Ironically, the law of sexual harassment in corporate workplaces has remained virtually unchanged in recent years. By now, employers should know they have an obligation to take reasonable steps to prevent workplace sexual harassment. Basic steps include implementing a policy prohibiting sexual harassment (including multiple sources for reporting violations within the company) and conducting training on sexual harassment for both supervisors and employees. When potential violations of policy are brought to the attention of employers, they have an obligation to promptly investigate the allegations, reach conclusions, take prompt and effective remedial action, and inform the complaining employee of the general action taken in response to the complaint. Employers then must follow up to confirm there is no retaliation against the complainant or a reoccurrence of the reported violations. Generally, employers who have followed these basic rules have been able to avoid liability for sexual harassment about which they had no knowledge.
The #MeToo movement has brought sexual harassment into the public consciousness in a way which will almost certainly drive change and increase the pressure on employers to keep sexual harassment out of their workplaces. It is quite possible that the public spotlight on this issue will result in new laws on both the federal and state levels with negative consequences for non-complying employers.
The first example of such a law is found in the Tax Cuts and Jobs Act signed by President Trump on December 22, 2017. New Section 162(q) of the federal tax code provides:
(q) PAYMENTS RELATED TO SEXUAL HARASSMENT AND SEXUAL ABUSE. … No deduction shall be allowed under this chapter for … (1) any settlement or payment related to sexual harassment or sexual abuse if such settlement or payment is subject to a nondisclosure agreement, or (2) attorney's fees related to such a settlement or payment.
The so-called "Weinstein tax" denies employers the ability to deduct payments made and attorney's fees incurred for the purpose of settling sexual harassment claims provided confidentiality is a condition of the settlement.

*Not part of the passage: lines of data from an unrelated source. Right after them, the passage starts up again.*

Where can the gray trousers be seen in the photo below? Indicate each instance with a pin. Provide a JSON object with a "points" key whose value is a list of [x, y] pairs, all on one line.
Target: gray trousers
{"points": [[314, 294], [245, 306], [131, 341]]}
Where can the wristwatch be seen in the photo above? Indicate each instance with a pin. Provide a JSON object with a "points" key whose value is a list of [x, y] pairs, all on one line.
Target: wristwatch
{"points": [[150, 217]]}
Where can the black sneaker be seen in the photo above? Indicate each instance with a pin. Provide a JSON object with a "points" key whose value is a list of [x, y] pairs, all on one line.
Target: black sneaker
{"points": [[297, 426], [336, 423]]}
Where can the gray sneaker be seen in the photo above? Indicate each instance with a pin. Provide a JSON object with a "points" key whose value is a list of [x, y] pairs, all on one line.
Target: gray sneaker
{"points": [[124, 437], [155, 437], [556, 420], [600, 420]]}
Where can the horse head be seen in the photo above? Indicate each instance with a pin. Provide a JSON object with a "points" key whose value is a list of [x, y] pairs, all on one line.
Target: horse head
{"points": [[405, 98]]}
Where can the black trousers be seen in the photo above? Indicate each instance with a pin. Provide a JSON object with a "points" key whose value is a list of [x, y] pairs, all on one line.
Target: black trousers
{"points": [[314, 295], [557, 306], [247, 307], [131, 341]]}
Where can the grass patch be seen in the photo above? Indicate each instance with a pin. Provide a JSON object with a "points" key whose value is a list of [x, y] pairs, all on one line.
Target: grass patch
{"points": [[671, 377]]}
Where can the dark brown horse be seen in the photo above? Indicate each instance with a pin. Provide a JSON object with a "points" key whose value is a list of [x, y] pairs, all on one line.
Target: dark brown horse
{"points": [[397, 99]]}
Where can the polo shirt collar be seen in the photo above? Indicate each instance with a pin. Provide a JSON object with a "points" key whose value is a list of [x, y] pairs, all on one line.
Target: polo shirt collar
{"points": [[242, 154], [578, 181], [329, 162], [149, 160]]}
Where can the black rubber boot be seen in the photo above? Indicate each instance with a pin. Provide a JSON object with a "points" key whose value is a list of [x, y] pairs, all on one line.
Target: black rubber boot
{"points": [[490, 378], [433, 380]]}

Since virtually all such settlements are confidential, this "tax" will have broad application.
It remains to be seen the extent to which the #MeToo movement will ultimately impact the workplace. The publicity given the movement will likely result in an increase in sexual harassment claims. It may also impact the manner in which judges and juries view sexual harassment cases. It seems clear, however, that employer neglect or lack of diligence in enforcing a workplace free of sexual harassment will not be tolerated. Prudent employers will confirm the existence of effective policies and training and will proactively enforce workplace standards of conduct to insure the absence of inappropriate sexual conduct or behavior.